The apps have also been extremely helpful when it comes to arranging private and semi-private BDSM parities, which Miksche says are thriving.
Edwin Morales, president of the board of directors for Folsom Street Events, explain, “I could tell you without blinking an eye that any given point in San Francisco after 6 p.m. there is some kind of BDSM-orientated sex party happening.”
Morales continues, “While it might not be at a venue; it might be at a private home. That scene is very much alive, very much well, and with the advent of all of the social media dating apps, it is stronger and stronger.”
Then, of course, there are things like IML in Chicago, which attracted over 15,000 kinksters this year, plus Folsom Street Fair in San Francisco, which sees crowds upwards of 400,000, Dore Alley, and Folsom Street East in New York.

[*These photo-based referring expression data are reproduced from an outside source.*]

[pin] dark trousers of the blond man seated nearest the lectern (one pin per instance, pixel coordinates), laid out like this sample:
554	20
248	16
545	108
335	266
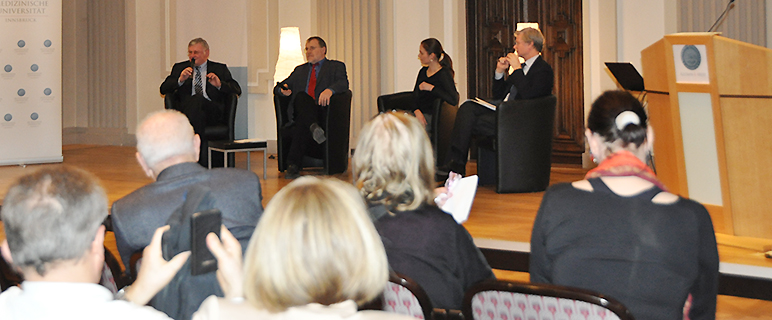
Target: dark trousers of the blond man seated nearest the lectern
471	119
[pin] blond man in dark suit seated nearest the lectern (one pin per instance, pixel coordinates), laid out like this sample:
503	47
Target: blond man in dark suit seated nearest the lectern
532	79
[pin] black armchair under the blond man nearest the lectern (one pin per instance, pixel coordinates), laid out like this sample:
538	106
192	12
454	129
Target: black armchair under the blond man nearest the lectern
518	158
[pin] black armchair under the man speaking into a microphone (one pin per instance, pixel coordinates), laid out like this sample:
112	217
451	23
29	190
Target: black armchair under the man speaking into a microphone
222	132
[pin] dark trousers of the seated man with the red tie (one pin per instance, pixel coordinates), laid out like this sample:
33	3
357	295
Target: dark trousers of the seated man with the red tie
306	112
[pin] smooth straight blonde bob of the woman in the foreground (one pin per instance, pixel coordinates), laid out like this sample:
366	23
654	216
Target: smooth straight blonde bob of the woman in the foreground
315	243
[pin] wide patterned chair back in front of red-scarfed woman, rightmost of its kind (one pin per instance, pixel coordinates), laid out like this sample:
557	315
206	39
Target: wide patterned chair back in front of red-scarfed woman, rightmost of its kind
504	300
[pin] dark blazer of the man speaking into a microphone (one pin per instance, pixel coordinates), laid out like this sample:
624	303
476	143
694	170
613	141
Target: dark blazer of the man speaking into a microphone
228	84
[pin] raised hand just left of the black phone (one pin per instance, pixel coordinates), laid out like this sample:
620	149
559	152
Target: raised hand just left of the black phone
155	272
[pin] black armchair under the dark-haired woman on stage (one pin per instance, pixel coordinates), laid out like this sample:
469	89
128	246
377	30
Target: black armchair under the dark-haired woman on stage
443	118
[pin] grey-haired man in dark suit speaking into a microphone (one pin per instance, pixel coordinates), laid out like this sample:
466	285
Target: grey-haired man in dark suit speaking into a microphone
202	86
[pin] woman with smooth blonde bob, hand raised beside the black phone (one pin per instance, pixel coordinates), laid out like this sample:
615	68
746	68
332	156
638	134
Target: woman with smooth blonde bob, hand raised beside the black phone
314	255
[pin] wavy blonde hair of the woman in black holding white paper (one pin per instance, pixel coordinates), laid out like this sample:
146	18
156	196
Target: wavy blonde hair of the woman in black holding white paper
393	163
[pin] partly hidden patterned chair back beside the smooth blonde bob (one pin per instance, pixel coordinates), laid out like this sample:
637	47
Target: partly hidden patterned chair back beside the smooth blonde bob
404	296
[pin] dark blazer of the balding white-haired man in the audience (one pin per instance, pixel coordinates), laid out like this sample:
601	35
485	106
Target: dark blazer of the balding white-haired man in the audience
137	215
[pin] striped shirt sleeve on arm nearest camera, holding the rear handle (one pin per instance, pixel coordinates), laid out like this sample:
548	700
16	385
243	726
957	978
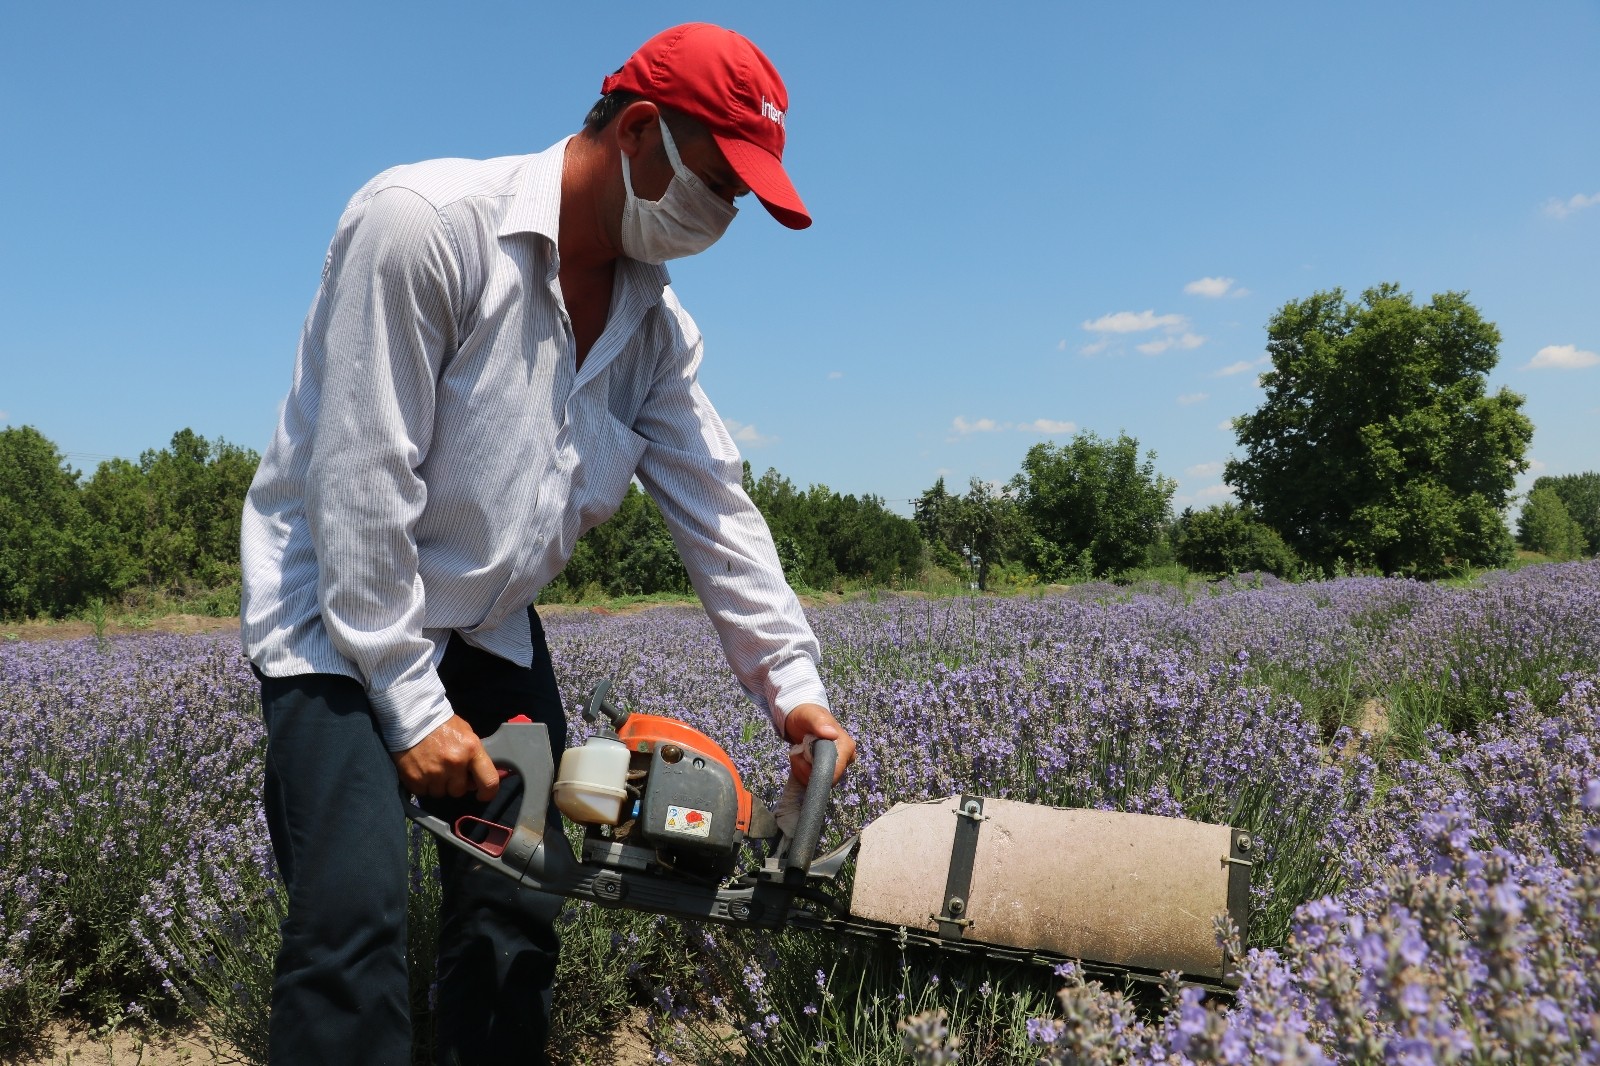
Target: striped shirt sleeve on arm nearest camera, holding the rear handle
385	327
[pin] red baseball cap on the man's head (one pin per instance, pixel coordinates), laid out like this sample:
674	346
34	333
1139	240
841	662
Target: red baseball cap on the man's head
726	82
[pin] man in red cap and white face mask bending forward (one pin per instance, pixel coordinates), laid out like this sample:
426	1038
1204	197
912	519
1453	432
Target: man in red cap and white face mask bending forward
492	356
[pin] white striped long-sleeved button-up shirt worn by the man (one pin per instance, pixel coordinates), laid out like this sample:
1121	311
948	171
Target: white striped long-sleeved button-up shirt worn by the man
441	452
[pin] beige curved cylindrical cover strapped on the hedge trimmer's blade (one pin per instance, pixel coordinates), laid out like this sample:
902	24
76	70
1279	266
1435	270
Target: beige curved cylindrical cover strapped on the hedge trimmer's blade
1130	891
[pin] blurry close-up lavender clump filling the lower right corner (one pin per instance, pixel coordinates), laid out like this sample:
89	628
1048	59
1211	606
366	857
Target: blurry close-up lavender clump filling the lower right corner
1473	937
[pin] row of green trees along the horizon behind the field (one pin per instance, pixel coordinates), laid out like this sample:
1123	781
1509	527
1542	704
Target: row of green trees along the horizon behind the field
1377	449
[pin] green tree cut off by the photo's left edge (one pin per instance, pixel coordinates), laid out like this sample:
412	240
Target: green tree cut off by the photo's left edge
44	543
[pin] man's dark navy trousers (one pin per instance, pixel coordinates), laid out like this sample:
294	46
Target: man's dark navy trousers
342	992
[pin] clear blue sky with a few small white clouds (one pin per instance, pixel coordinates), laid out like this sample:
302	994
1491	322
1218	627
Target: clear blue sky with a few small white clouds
1031	220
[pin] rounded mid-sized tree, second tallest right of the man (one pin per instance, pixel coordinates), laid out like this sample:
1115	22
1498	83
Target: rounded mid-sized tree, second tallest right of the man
1094	508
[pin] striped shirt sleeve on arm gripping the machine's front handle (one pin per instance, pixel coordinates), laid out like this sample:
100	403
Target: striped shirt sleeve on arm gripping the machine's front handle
695	475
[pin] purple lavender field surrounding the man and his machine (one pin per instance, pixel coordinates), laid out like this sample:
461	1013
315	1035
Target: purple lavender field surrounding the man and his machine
1420	761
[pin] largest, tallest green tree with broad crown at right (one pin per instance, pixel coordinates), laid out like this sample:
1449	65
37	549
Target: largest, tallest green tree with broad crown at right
1377	444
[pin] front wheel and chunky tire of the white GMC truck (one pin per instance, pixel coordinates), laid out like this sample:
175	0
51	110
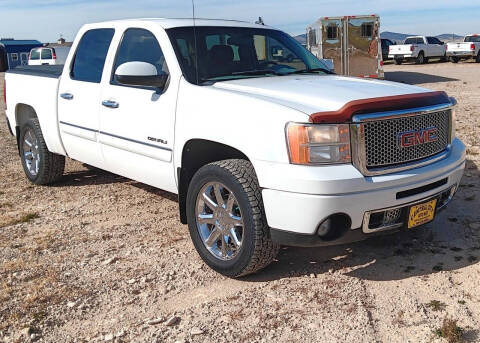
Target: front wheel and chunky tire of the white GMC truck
227	220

So, yeah, there might not be as many actual bars that cater exclusively to the leather crowd as in the ’80, or sex clubs where kinksters could find one another before the Internet came around, but that’s no reason to brood.
After all, leather never really goes out of style.
“People always tend to look nostalgically at the past, particularly with the kink scene,” Miksche concludes, and “the scene is not nearly as visible as it was and there’s far more posing going on in the bars and clubs. But that’s no reason to lament.”
“Leather and the larger kink scene is far from dead. It just takes a more discerning eye to see it.”